Since it's hard to beat selection sort for sorting tiny arrays, my
quicksort uses it for sorting an array who size is below a certain threshold. What that threshold should be is
hard to say in general (and could, indeed, depend on several factors including the performance characterstics
of a particular computer). In my case, I simply tested various values and found that for a dozen or less items,
using selection sort improved the overall time.

*** no calls to rand()**

There are a number of methods to use for selecting the pivot
(use the first element, use the last, use the middle one, pick a random one, etc.), but I stuck with selecting a random item.
But, since the pivot selection is part of the critical partitioning code that is run repeatedly in an inner loop,
I decided that avoiding a function call to rand() would be beneficial. So, instead, I hash a random value by using the
values of the current first and last element of the array section. It seems to work quite well in practice.

*** recusion eliminated**

A standard optimization trick is to eliminate the recursion. The recursive calls are not too expensive,
and yet they are called so often within the inner loop, that getting rid of the calls definitely improves the speed.
Eliminating the recursion is done by keeping and maintaining a local stack.

This has an extra benefit too. In a worst case scenario -- having an already sorted array combined with selecting
the first array element as the pivot -- the run-time stack would need to be as large as the array itself.
This is a guaranteed stack overflow for big arrays! By managing a local stack, you can avoid this entirely
by pushing the bounds of the larger section on the stack and iterating on the smaller section.
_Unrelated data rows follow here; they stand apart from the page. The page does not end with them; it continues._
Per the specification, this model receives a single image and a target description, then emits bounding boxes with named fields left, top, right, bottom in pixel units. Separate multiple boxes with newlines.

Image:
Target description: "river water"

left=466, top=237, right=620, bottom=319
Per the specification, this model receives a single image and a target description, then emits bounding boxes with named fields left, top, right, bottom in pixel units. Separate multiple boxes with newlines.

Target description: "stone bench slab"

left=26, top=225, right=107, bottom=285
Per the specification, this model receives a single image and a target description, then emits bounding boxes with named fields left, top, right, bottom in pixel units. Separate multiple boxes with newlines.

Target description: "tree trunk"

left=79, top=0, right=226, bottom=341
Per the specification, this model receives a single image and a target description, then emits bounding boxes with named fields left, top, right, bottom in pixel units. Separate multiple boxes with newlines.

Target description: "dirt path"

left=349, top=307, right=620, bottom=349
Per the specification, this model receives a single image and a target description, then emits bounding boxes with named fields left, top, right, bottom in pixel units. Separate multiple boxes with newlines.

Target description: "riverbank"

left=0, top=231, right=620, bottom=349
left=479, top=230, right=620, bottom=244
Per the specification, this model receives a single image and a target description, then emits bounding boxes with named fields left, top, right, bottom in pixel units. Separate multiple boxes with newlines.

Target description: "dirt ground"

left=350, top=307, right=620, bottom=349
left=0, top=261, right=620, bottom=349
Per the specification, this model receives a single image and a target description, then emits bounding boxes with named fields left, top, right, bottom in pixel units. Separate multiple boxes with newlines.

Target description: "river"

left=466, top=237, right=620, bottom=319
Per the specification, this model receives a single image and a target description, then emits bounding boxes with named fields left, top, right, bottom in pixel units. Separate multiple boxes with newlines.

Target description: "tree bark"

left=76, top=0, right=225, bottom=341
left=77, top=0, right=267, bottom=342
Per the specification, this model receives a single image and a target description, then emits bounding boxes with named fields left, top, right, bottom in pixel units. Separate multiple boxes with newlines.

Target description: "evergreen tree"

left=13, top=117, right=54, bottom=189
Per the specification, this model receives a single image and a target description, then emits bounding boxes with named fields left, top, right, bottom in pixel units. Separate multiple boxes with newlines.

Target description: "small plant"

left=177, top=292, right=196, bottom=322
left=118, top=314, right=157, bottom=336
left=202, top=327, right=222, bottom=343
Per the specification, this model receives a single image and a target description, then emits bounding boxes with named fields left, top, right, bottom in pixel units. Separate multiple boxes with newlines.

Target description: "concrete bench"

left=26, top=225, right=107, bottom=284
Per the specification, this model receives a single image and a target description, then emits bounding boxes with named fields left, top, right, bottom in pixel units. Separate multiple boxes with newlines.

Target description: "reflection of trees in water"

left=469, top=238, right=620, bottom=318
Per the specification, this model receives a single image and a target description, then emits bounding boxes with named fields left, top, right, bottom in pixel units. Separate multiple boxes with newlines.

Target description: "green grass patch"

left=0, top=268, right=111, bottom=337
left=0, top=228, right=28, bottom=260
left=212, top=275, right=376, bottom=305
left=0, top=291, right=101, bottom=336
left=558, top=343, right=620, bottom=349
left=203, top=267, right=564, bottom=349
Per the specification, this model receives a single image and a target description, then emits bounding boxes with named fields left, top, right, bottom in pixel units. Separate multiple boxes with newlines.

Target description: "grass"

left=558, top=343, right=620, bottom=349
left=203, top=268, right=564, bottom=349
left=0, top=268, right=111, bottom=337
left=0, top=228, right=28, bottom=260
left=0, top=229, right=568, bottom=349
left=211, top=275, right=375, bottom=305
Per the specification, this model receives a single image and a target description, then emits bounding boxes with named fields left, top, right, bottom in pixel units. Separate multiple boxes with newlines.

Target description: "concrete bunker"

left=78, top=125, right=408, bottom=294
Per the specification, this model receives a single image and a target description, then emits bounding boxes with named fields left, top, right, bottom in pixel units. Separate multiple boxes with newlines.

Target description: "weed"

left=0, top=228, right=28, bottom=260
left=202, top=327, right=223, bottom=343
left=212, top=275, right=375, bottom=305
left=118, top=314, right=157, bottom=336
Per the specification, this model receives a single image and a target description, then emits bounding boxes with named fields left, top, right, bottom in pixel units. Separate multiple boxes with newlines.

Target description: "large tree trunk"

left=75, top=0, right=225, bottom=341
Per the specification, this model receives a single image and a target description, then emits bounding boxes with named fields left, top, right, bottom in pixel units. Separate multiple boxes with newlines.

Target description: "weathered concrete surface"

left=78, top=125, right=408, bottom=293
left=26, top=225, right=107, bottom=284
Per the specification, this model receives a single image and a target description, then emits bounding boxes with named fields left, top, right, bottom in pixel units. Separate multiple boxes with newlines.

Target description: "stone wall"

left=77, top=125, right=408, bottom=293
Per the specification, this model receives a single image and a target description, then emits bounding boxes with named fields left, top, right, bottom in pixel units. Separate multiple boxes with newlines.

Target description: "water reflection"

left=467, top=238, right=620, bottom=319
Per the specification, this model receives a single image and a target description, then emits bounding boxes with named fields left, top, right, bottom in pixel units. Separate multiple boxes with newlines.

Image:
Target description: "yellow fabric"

We can even determine the maximum depth that the local stack can reach. Since the sort routine only compares integer
sized values at a time, there are only so many subdivisions possible. Specifically, for a 4-byte integer, which is 32 bits,
you can only subdivide up to 32 times. It's like a game of "guess the number" where someone tries to guess the value and
you say "higher" or "lower". In the case of 32-bit integers, after you've compared each bit, you're finished.
Another way of saying this is that for 32-bit integers, a binary tree could hold all possible 4GB values without needing
a depth of more than 32 levels.

Therefore, by iterating on the smaller sub-array sections, we minimize the depth needed for the stack. The worst case
scenario mentioned above leads to a 0-element left sub-array and (N-1)-element right sub-array.
The iteration on the 0-element section finishes immediately, and the bounds of the larger section are popped from the stack.
And then again, for the next pass, etc.
Thus, the stack never goes deeper than one level.
Oddly, what was the worst stack allocation scenario for standard function calls becomes the minimal stack requirements
for doing the {iterate-smaller, stack-larger} technique (altho it will still be the slowest scenario).

For this improved technique, the maximum stack depth occurs when the array is truly subdivided into basically equal parts each time
thru. Still, in this instance (which results in the fastest sort times), the depth can never go more than 32, the maximum
number of subdivisions for a 32-bit domain. Thus, the stack need not be larger than 32 elements. Actually, I only use one stack
for both lower and upper bounds (pushed/popped in pairs), so the stack is actually dimensioned as 64 ints.

*** check for already sorted sections**

The last optimization that I couldn't resist is checking to see if the sub-array being worked on is already in sorted order.
This completely removes the worst-case scenario for the standard implementation of quicksort, but at a small price.
Whenever the routine is sorting fairly random data, the extra checks for sorted order will be mostly wasted cycles.
However, the cost, judging by timing tests, seems quite small. So I leave it in,
knowing that it gives the function more predictable run times and completely avoids the horrid worst-case scenario.